Düzenlenen panelde sektördeki birçok isim katılırken aynı zamanda akademisyenlerde yer alarak, her akşam Türk halkının evine konuk olan bu dizilerin, aileler özelinde topluma yansıması ve dini, kültürel değerlerin ne şekilde temsil edildiğine dair panel düzenlendi. İşte detaylar…
‘‘Türk dizilerinin bir çıkmazı var!’’
Gazeteci ve yazar Nihal Bengisu Karaca, "Kızıl Goncalar" dizisinin dindarlara karşı bir yapım olarak lanse edildiğini fakat dizinin tarikatların bir mesele olduğunu anlattığını belirterek, "Aynı zamanda 'bu dizi seküler hayatı, laik yaşam tarzını da çok aşındırıyor' denildi. Buna da cevabım hayır. Aslında dizi 28 Şubat'ta Suavi Alkanlı gibi tavan arasında kalmış Kemalizm'i temsil eden bir bakış açısını da ortaya koyuyor" ifadelerine yer vererek, dizinin dindar yaşama karşı bir duruşta olmadığı görüşünü paylaşan Karaca, Kur'an kursunda Feyza karakterinin attığı dayak sahnesinin gereksiz ve yanlış olduğunu, bunun dışında da dizide kendisini rahatsız eden bir şey görmediğini belirtti. Karaca, dizinin devamına dair ise bir yorumda bulunmak istemediğini sözlerine ekleyerek, "Kefil olmak da istemiyorum. Çünkü senaryo yazımı ve Türk televizyonlarındaki dizilerin kendi iç çıkmazları var. O çıkmazlardan çıkmak için meseleyi gevşetebilir, cıvıklaştırabilirler. O zaman biz de sesimizi yükseltiriz. Ama bence gerçekçilik dokunuşu açısından özel bir dizi. Mesela Birgül karakterinin idealizasyonu üzerinden bize başka bir şey söylenmeye çalışıldığını da düşündürüyor. Çok gerçekçi çizilmiş" diye konuştu.
‘‘Bilinç dışında ayrı problemleri olduğunu düşünüyorum’’

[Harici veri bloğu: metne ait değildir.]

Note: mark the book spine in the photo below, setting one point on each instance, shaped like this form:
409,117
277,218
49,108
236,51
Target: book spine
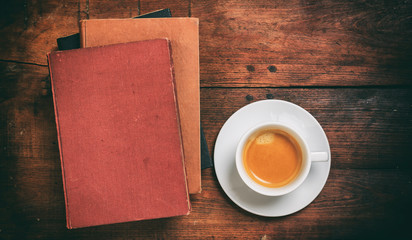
179,124
56,113
83,34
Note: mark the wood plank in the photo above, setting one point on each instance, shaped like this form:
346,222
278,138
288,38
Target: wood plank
360,203
113,9
366,127
304,43
29,28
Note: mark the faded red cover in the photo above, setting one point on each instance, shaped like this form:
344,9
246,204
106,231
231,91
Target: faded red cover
118,131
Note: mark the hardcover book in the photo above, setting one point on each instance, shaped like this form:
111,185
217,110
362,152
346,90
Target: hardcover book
184,36
73,41
119,133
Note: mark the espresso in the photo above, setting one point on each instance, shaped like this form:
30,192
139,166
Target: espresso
272,158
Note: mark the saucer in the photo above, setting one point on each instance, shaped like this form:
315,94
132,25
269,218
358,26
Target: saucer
225,154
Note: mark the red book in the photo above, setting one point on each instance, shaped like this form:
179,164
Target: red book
119,133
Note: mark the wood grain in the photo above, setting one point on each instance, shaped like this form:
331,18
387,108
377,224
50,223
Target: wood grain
365,203
29,29
366,127
304,43
178,8
348,64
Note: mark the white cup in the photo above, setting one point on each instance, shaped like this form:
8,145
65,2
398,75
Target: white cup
307,159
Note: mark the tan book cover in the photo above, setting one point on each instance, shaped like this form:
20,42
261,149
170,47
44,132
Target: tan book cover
184,36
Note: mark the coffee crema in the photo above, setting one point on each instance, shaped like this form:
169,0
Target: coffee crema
272,158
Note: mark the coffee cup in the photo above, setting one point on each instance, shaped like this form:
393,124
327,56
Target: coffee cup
273,158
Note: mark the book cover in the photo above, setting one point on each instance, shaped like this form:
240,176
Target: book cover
184,36
73,41
119,133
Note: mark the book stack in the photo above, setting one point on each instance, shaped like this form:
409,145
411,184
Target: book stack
127,110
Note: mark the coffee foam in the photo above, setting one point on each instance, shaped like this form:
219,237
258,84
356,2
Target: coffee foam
265,138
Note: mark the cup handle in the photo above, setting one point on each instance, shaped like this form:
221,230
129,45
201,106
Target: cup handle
319,156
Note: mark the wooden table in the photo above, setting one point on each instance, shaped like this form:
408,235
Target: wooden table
349,63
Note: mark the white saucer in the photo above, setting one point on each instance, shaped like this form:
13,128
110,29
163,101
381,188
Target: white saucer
225,149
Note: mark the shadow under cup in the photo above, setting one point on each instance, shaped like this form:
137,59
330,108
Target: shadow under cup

Panelde görüşlerini paylaşan Doç. Dr. Zeynep Kevser Şerefoğlu Danış da "Kızıl Goncalar"ı bir anne yoksunluğu dizisi olarak gördüğünü belirterek, "Son 3, 4 yıldır psikolojinin ve psikiyatrinin sahneye hediye ettiği dizilerden farklıymış gibi görünüyor. Çünkü tefrişat, diyalogları çok iyi ama alt yapı annelik mitine dayanıyor ve bunun toplumsal inisiyatif açısından Kızılcık Şerbeti'ndeki dikotomik mekan gibi bilinç dışında ayrı problemleri olduğunu düşünüyorum’’ dedi.

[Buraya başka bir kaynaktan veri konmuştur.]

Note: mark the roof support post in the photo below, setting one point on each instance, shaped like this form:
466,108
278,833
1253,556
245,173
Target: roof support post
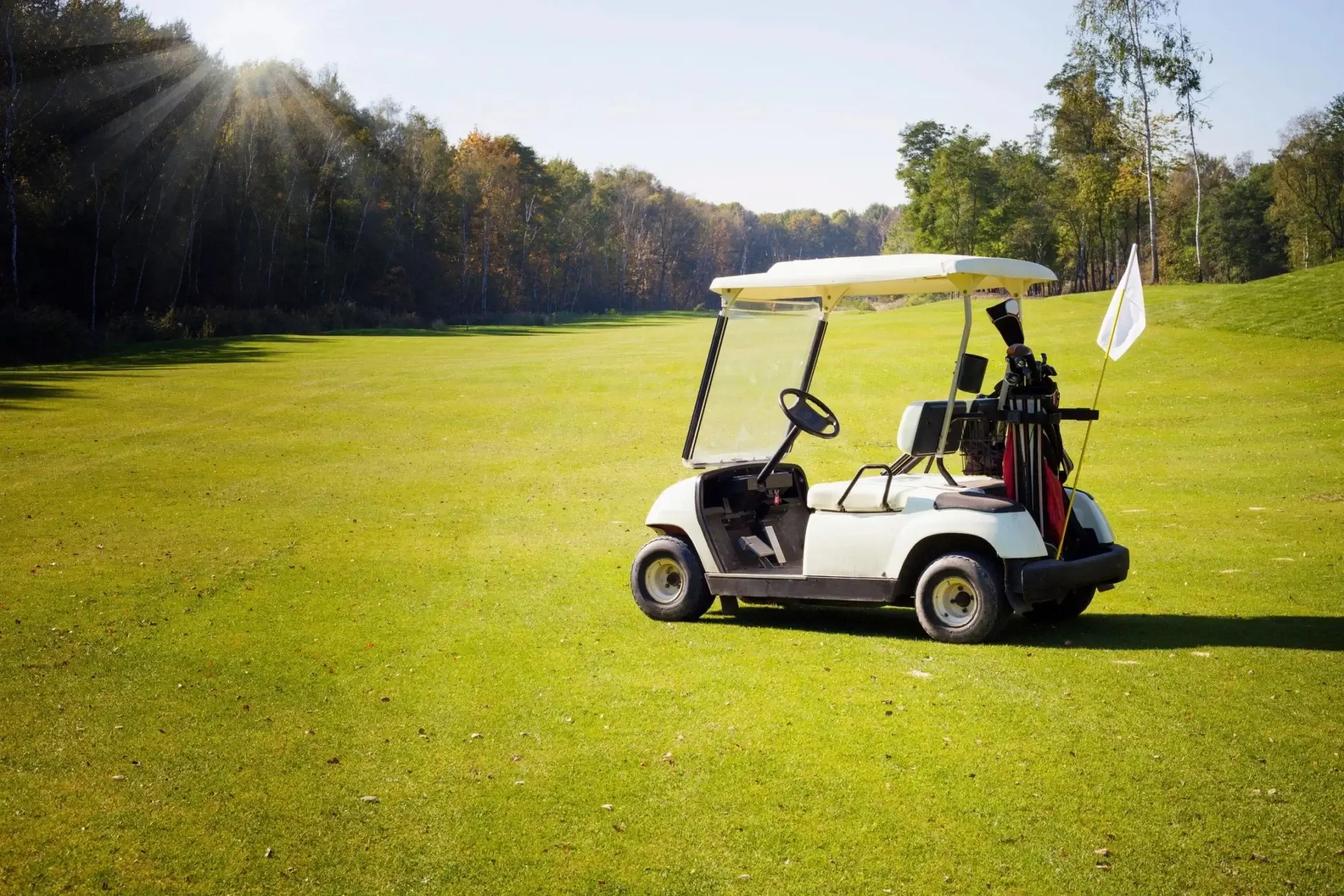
967,284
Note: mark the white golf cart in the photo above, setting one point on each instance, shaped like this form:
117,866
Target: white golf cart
965,551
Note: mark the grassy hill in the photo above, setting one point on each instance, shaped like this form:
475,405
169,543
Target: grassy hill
1307,304
249,586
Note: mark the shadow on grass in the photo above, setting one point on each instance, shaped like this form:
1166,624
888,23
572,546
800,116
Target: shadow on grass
577,326
1098,630
33,388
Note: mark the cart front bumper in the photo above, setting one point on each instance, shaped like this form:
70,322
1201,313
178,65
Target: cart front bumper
1037,580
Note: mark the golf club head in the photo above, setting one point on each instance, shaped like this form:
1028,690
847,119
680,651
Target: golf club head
1007,317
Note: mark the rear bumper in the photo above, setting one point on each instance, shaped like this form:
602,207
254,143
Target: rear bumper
1049,580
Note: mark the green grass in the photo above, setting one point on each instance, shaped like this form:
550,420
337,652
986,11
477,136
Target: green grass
1307,304
229,564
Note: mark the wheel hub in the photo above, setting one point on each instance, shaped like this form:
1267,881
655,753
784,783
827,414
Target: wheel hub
955,602
664,580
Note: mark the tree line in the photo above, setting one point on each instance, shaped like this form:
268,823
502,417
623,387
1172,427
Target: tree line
150,190
153,190
1107,167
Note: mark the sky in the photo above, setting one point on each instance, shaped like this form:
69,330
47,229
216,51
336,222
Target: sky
772,104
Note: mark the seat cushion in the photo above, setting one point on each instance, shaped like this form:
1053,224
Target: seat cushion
866,496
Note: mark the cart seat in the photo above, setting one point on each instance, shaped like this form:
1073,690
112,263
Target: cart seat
866,496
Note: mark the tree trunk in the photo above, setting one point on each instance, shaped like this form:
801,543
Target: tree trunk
97,245
1199,187
11,111
1148,137
486,260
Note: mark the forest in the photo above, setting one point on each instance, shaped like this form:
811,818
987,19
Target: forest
152,191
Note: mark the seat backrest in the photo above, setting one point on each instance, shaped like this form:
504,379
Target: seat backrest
921,425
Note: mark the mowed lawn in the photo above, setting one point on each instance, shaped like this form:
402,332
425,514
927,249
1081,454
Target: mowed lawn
248,586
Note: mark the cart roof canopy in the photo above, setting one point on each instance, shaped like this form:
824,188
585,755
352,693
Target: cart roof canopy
834,279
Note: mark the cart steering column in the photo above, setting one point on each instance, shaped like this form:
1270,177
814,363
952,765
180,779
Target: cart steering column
806,414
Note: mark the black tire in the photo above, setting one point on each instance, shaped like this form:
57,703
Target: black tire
960,599
1066,610
668,580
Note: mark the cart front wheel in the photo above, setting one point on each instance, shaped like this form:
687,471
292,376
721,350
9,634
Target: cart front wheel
960,599
668,580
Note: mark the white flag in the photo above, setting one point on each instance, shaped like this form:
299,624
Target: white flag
1128,305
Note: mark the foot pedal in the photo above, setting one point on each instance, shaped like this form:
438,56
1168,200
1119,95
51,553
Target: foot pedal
756,546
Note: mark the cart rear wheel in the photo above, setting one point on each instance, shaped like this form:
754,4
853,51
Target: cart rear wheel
960,599
668,580
1070,608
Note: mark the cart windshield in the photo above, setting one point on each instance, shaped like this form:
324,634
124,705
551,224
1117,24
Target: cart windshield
764,349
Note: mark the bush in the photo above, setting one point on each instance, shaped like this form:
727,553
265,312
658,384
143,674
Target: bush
42,336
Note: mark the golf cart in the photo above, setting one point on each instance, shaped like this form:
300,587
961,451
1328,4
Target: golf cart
965,551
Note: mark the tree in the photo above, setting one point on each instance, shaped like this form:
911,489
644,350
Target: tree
1310,181
1129,36
1246,239
1179,70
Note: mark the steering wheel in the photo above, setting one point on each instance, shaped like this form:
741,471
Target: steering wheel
809,414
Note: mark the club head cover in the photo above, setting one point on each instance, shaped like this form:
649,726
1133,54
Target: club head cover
1007,318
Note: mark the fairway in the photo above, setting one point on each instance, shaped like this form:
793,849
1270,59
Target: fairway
353,614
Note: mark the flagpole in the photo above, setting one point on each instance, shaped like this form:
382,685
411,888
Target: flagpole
1082,454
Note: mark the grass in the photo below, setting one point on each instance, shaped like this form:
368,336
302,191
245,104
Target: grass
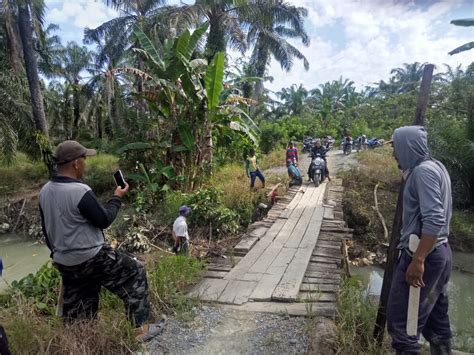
21,174
33,329
378,166
462,230
355,320
375,166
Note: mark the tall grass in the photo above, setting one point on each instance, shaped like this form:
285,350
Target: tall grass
355,320
32,327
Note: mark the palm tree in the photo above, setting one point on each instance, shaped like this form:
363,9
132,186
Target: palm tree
30,13
75,59
466,46
294,98
151,15
271,23
225,23
408,77
332,98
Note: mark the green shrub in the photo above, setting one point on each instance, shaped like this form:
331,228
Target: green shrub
355,320
168,277
22,173
99,173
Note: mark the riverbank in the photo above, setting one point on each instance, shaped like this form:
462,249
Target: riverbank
377,168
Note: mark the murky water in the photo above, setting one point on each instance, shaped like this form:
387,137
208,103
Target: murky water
461,295
21,256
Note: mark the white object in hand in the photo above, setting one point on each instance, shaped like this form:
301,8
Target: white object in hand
414,295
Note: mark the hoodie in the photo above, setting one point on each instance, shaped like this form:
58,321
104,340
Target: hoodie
427,201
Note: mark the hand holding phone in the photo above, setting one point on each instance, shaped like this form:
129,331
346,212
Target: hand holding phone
119,179
122,186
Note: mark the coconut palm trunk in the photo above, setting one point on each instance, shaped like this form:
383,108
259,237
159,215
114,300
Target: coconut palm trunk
31,66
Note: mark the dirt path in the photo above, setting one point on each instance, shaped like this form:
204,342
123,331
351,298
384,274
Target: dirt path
221,329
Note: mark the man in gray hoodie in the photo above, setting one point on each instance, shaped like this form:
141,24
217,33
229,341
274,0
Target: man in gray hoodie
426,214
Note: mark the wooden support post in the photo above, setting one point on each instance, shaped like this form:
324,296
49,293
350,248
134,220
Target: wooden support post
392,253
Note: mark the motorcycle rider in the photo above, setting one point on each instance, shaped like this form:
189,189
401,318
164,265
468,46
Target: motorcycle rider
294,173
292,153
318,149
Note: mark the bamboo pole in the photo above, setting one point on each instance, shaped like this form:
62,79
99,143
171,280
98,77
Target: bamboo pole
392,253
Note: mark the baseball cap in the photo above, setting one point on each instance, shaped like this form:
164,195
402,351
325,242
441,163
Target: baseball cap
184,210
70,150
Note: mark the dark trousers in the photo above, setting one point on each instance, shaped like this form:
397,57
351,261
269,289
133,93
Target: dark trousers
433,320
3,342
254,175
114,270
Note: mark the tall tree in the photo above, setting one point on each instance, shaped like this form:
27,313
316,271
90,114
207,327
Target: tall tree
466,46
25,25
272,22
225,23
294,98
75,59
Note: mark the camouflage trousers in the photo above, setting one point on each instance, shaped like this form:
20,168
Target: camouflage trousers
117,272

‘‘İslam dünyası kendi hikayelerini yazmaları gerekiyor!’’
İslam dünyasının harekete geçmesi gerektiğine işaret eden Yazar Hüseyin Etil ise İslami edebiyat alanının güçlenmesiyle dizilerdeki temsillerin farklı bir noktaya taşınabileceğini söyleyerek, "Dindarların kendi hikayelerini daha fazla anlatmaları lazım. Seküler bakıştan kurtulmak istiyorlarsa, kendi hikayelerini anlatacaklar. Bence bunun başka bir yolu yok. Toplumlarda sosyo ekonomik yapıdaki bir takım çözülmeler, sosyo kültürel zeminde başka temsillere sebep oluyor. Yani estetiğin teorisi de bir ölçüde bu. Ayrıca sinemanın anlatısının dizilerden çok daha modern ve farklı olduğunun altını çizmem gerekir’’ şeklinde görüşünü dile getirdi.

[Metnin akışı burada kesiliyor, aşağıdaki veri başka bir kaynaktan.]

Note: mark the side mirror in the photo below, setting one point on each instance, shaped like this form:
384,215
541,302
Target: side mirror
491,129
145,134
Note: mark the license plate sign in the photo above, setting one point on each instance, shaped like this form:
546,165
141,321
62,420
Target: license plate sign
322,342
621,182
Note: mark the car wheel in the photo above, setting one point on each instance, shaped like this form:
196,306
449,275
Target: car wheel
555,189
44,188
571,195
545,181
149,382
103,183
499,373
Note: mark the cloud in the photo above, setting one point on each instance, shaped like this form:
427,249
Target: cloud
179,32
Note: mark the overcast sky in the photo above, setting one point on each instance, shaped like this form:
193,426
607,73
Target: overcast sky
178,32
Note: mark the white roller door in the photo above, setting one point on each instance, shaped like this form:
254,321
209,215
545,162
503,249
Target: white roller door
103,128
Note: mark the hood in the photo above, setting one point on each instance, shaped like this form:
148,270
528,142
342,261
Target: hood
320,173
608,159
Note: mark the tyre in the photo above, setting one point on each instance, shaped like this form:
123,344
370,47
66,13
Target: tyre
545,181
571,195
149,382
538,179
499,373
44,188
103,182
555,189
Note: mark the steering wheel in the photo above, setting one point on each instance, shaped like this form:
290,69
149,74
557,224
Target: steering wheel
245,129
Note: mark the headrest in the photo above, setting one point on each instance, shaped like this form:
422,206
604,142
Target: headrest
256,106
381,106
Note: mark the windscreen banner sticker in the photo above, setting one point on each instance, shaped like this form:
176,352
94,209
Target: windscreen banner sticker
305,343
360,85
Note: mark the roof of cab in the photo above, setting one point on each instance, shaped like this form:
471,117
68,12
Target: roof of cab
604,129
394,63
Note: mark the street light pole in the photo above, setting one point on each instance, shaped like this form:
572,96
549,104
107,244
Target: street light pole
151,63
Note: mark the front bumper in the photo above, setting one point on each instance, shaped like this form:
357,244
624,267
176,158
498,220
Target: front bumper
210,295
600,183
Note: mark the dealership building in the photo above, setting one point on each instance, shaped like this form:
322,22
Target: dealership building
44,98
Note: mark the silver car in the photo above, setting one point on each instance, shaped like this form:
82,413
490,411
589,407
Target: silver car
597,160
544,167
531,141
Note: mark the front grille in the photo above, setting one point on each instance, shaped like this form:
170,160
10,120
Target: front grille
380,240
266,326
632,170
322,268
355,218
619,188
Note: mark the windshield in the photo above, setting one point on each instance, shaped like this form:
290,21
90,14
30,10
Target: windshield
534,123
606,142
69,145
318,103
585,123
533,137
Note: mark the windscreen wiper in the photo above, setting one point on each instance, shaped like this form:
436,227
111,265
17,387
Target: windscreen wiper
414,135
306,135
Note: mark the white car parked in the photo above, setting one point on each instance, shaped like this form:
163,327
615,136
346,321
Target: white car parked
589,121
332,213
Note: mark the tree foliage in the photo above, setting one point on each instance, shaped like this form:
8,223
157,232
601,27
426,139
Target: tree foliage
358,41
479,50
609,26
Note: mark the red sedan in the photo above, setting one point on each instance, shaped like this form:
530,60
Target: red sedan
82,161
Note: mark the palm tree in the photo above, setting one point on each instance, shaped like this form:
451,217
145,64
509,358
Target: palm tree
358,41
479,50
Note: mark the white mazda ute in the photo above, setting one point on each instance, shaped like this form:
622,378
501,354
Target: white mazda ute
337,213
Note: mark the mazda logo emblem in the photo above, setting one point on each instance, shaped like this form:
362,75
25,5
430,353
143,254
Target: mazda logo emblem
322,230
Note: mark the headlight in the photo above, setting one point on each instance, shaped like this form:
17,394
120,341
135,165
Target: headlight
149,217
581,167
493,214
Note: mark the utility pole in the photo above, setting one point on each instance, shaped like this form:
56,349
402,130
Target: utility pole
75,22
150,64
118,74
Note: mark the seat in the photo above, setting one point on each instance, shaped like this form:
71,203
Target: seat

Türkiye dizi ihracatında 1 numara!
Türk dizilerinin dünyada önemli yer edindiğine değinen Etil, ülke olarak çok fazla dizi ihraç edildiğini ve bu yapımların çoğunun muhafazakar diziler olduğuna dikkati çekerek, sözlerini şöyle sürdürdü: "Bir taraftan da böyle ilginç bir trend var. Bu aile dizileri dışında çok epik bir anlatı var. Bana göre ironinin bittiği, epiğin başladığı an 'Leyla ile Mecnun' TRT'de bitip, 'Diriliş Ertuğrul'un başladığı andır. İroni dönemi kapandı, artık başka gerçek bir hikaye başladı. Diriliş Ertuğrul ile başlayan ve sonra dini figürlerle devam eden dönem. Bugün TRT Tabii'nin kültür politikasına bakın. Orada başka bir hikaye kurgulanmaya çalışılıyor. Ama bir taraftan da bunlar küresel piyasada karşılık buluyor. Yani küresel ve Türkiye'deki trendler açısından bence ters bir akıntı var. İçeriden de alternatif bir modernleşme anlatısı giderek gelişiyor. Dindar kadınlar, modernleşen kadınlar üzerinden gelişiyor."